The logic goes that you can have something printed for cheap and get is fast, but it won’t be good. Or you can pick good and fast printing and it won’t be cheap. Or Good and cheap, but it won’t be cheap.

Mortgages work the same way. It is impossible to get a mortgage for a short term, and a low rate and have low payments. Although you really don’t have the option of picking any two. And it is highly unlikely that two customers will walk out with the exact same deal.

I find that most people (some you’d even consider sophisticated, learned, savvy, professional) do not understand how a lender decides if someone qualifies for a mortgage or not, or what they qualify for. Most people are under the false assumption that since they make X amount of dollars, they should automatically qualify at a lender’s best rate.

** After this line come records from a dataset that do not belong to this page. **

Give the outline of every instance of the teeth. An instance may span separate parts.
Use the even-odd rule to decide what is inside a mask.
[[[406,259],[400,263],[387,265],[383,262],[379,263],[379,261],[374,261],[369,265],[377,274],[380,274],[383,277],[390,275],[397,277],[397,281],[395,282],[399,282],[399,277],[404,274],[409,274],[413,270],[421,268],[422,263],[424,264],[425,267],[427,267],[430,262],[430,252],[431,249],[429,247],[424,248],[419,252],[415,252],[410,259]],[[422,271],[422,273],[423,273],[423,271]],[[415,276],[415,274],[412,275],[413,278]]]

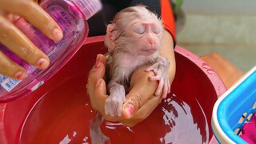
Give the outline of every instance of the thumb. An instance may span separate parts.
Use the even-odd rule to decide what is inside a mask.
[[[134,72],[130,80],[130,91],[126,95],[126,101],[122,106],[122,115],[129,119],[148,100],[154,97],[154,94],[158,86],[156,81],[150,81],[153,72],[146,72],[142,68]]]

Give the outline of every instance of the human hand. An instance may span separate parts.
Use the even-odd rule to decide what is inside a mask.
[[[50,64],[48,57],[8,20],[7,17],[12,14],[24,18],[54,41],[62,38],[62,30],[47,13],[32,0],[0,1],[0,42],[28,63],[39,69],[47,68]],[[1,51],[0,74],[16,79],[23,79],[26,75],[23,67],[10,60]]]
[[[135,71],[130,80],[130,91],[126,96],[122,117],[105,114],[105,102],[107,98],[105,76],[106,58],[97,56],[94,69],[88,78],[88,94],[92,107],[102,114],[107,120],[118,121],[128,126],[133,126],[146,119],[161,102],[161,97],[154,95],[158,82],[149,81],[153,72],[145,72],[146,67]],[[139,80],[138,80],[139,79]]]

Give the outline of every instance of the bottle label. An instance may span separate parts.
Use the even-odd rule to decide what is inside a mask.
[[[47,8],[46,12],[58,23],[63,31],[63,38],[59,42],[54,42],[48,38],[37,28],[28,23],[24,18],[19,18],[15,22],[15,26],[21,30],[37,47],[49,57],[51,65],[59,58],[58,56],[61,55],[61,54],[66,50],[66,47],[75,44],[75,39],[78,37],[80,33],[78,31],[79,30],[77,29],[76,21],[62,7],[53,5]],[[29,65],[18,55],[1,44],[0,50],[12,61],[21,66],[23,66],[28,75],[32,74],[34,78],[36,78],[38,75],[40,75],[42,73],[42,70],[37,69],[34,66]],[[19,82],[21,82],[20,80],[12,79],[0,74],[0,84],[2,86],[0,86],[0,92],[2,89],[10,92]],[[33,86],[30,83],[28,85],[27,89],[33,91],[42,84],[43,81],[41,81],[37,85],[33,84]]]
[[[1,86],[8,92],[13,90],[20,82],[21,80],[12,79],[2,74],[0,74]]]

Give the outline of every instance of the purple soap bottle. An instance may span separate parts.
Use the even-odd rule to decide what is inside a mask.
[[[8,102],[35,90],[57,73],[83,45],[88,36],[87,21],[102,9],[100,0],[45,0],[40,6],[56,21],[63,31],[63,38],[54,42],[22,18],[14,25],[50,58],[50,66],[42,70],[0,44],[0,50],[23,66],[27,73],[23,80],[0,74],[0,102]]]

Sitting down with a mortgage broker and figuring out exactly what you can afford and what a bank may qualify you for saves a lot of headache as you go along looking for a place to buy. A good mortgage broker can tell you the maximum you would be able to qualify for and give you a really good idea of the kind of an offer a lender may wish to extend you.

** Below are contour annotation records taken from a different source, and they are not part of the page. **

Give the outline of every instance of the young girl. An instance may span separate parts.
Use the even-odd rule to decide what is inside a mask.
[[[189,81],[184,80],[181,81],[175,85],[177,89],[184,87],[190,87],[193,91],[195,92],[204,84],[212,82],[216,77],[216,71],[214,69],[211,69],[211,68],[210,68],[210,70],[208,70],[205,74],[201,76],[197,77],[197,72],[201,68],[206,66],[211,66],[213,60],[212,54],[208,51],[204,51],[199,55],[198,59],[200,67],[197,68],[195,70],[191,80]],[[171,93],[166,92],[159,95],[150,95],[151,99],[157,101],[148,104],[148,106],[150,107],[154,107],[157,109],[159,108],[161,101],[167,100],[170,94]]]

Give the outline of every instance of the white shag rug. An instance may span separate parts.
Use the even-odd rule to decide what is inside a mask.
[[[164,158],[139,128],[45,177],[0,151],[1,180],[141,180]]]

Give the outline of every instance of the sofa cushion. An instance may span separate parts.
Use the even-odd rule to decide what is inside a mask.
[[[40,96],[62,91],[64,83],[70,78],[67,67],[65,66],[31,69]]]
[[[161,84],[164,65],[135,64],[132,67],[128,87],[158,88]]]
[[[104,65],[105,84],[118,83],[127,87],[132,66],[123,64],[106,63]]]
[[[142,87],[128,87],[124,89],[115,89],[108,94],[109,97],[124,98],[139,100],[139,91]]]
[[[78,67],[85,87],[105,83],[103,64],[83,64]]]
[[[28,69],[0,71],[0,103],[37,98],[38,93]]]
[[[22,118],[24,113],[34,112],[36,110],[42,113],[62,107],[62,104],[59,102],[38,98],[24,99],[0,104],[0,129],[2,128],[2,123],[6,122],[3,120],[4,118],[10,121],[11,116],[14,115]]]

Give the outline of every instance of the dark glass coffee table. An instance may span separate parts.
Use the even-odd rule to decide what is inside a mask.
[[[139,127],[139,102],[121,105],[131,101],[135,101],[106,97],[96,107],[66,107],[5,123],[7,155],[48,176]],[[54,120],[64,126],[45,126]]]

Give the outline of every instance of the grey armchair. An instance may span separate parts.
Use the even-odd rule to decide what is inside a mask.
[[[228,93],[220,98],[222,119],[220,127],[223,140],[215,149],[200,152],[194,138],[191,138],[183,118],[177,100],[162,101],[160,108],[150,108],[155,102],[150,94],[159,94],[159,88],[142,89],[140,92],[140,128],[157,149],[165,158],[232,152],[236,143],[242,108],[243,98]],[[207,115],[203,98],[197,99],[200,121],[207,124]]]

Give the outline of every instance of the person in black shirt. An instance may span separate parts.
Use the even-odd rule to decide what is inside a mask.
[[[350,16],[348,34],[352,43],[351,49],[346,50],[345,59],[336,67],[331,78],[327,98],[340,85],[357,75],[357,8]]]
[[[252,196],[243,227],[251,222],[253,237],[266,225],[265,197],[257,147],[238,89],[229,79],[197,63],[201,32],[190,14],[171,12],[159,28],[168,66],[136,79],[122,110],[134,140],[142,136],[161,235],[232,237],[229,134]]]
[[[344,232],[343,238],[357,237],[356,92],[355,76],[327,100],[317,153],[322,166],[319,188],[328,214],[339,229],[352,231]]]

There are a lot of variables - chief among them is your debt load and credit rating. Making $10,000 a month is not going to automatically qualify you for a mortgage for an amount you wish for, at a rate that is really low, for a term that makes absolutely no sense for the lender (say a 1 year term) and at low payments.

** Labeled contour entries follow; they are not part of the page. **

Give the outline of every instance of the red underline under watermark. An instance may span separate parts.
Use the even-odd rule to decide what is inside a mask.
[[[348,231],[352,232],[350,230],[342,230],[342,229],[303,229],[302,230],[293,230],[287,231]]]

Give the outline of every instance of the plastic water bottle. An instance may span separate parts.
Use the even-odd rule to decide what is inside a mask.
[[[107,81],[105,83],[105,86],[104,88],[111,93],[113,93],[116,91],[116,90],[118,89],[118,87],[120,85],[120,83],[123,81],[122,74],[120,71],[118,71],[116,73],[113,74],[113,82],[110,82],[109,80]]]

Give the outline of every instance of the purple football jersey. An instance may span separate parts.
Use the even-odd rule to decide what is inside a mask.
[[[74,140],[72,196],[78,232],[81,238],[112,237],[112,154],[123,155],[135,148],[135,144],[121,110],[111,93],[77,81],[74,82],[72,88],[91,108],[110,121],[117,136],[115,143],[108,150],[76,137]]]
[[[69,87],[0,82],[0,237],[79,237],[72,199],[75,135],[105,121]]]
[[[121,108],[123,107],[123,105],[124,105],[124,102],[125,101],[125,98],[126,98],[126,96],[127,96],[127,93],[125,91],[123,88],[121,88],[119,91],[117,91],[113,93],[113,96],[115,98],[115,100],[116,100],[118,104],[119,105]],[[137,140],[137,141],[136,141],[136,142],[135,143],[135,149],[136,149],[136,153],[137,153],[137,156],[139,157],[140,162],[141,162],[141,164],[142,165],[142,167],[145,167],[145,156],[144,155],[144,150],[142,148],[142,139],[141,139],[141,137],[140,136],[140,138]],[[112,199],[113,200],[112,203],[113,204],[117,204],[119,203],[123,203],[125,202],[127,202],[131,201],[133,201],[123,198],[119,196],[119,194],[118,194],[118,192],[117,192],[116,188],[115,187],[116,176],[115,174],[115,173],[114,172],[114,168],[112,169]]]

Then there is the question of your credit and the amount of down payment you may have. If your credit is bad, you aren’t getting a mortgage at a low rate. If you have anything less than 20% as down payment, you really are not in a good position to negotiate with the lender, especially in the current financial market.

And a little bit of patience and logic goes a long way. Think about it - would you really look to invest a large chunk of money, take a risk while doing so and expect little to nothing in return?